Mia madre direbbe che proprio in un gruppo di improvvisatori dovevo
fare il regista!
E
perché non l’insegnante di dizione per muti?
E
poi direbbe che, a rigor di logica, anche un mulo è un Trainer!
Origini contadine appena accennate…
Lo
so, è stato assurdo tutto questo improvvisare, ma quando c’è di
mezzo l’amore solo l’assurdo ha un qualche piccolo senso.
Ed
io amo Extempore e la sua improvvisazione.
Il
giorno del Giudizio dirò su per giù cose come questa.
Per il resto, questo Regista-Trainer del cavolo…ama in maniera
struggente l’imprecisione e l’incompletezza e diffida delle
pianificazioni (grave no?)…se deve comprare un tappeto si assicura
sempre che abbia almeno una piccola falla e non ha mai posseduto
un’automobile perfettamente funzionante…ama inselvatichirsi su isole
deserte quando può, scrivere leggere e far di conto.
Non gli interessa essere amato poco da molta gente ma punta ad
essere amato molto da pochi.
Per queste rare doti,di questo gruppo è il primus inter pares (pares).
In
realtà ha ricevuto i galloni di Regista solo perché è l’unico che
non ha crisi isteriche quando si nomina Stanislavski!
Dopo aver visto tanti colleghi attori perdersi tra successi ed
insuccessi, pubblici e privati, ha scoperto che di tutta la faccenda
del “recitare”, il valore che gli interessava davvero preservare era
la dimensione della ricerca.
Come dire che fosse per lui il teatro si sarebbe fermato a
Grotowski!
Poi ha fondato,per scherzo e per errore, questa Extempore e si è
accorto della gravità del fatto solo quando era troppo tardi, quando
hanno cominciato ad arrivare tante persone….ha preso allora a
chiedersi cosa cercasse di preciso questa gente che non fosse il
diventare “ricchi e famosi” di tanti colleghi attori o la particina
in un serial di poliziotti in tv.

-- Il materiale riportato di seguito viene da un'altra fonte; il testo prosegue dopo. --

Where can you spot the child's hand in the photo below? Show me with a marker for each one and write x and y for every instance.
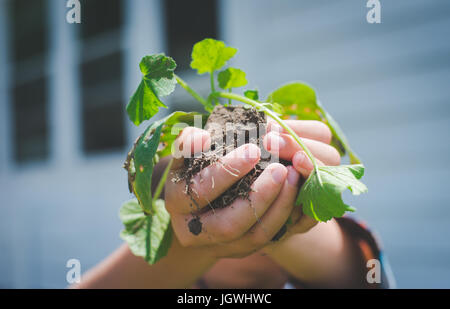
(317, 137)
(242, 227)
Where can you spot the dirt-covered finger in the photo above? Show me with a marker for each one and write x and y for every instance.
(230, 223)
(213, 180)
(191, 141)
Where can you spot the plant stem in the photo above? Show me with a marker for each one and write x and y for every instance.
(275, 117)
(190, 90)
(213, 87)
(162, 181)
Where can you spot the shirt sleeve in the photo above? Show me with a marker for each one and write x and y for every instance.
(375, 265)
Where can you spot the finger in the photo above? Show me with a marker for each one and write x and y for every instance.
(275, 218)
(270, 224)
(212, 181)
(303, 225)
(311, 129)
(285, 147)
(303, 164)
(230, 223)
(191, 140)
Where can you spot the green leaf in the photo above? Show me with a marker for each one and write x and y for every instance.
(168, 130)
(143, 164)
(158, 80)
(232, 78)
(147, 236)
(210, 55)
(299, 99)
(321, 195)
(252, 94)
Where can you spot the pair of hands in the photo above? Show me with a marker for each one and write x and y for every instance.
(246, 226)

Ancora non l’ha capito e spera di
non capirlo mai del tutto.
Intanto cammina e ritiene che dovunque arriverà Extempore, quello
sarà un bel posto anche per lui.
Dopo milioni di lezioni, spettacoli, corsi, notti a parlare di
improvvisazione, a scrivere spettacoli, inventare modi di
improvvisare, litigare ed amare, ancora non è stanco.
Forse perché si diverte un
casino.
Antonio Avella
Classe 70, romano di Roma.... beh diciamo mezzosangue!!!… diviene
Ingegnere in quel di Firenze dove rimane folgorato
dall’improvvisazione.
Con lo scopo di vincere la propria timidezza, inizia un percorso
formativo nella scuola fiorentina di improvvisazione teatrale
(insegnante il toscanissimo Giovanni Palanza), ma poi tutte le
strade lo riportano a Roma dove ricerca e stimola l’allora
sconosciuto (come insegnante) Antonio Mariani, all’avviamento di un
nuovo percorso di formazione improvvisativa nella Capitale.
Ama dire che se non fosse stato lui ad offrire tutte quelle cene al
Regista-eremita, oggi Extempore non esisterebbe.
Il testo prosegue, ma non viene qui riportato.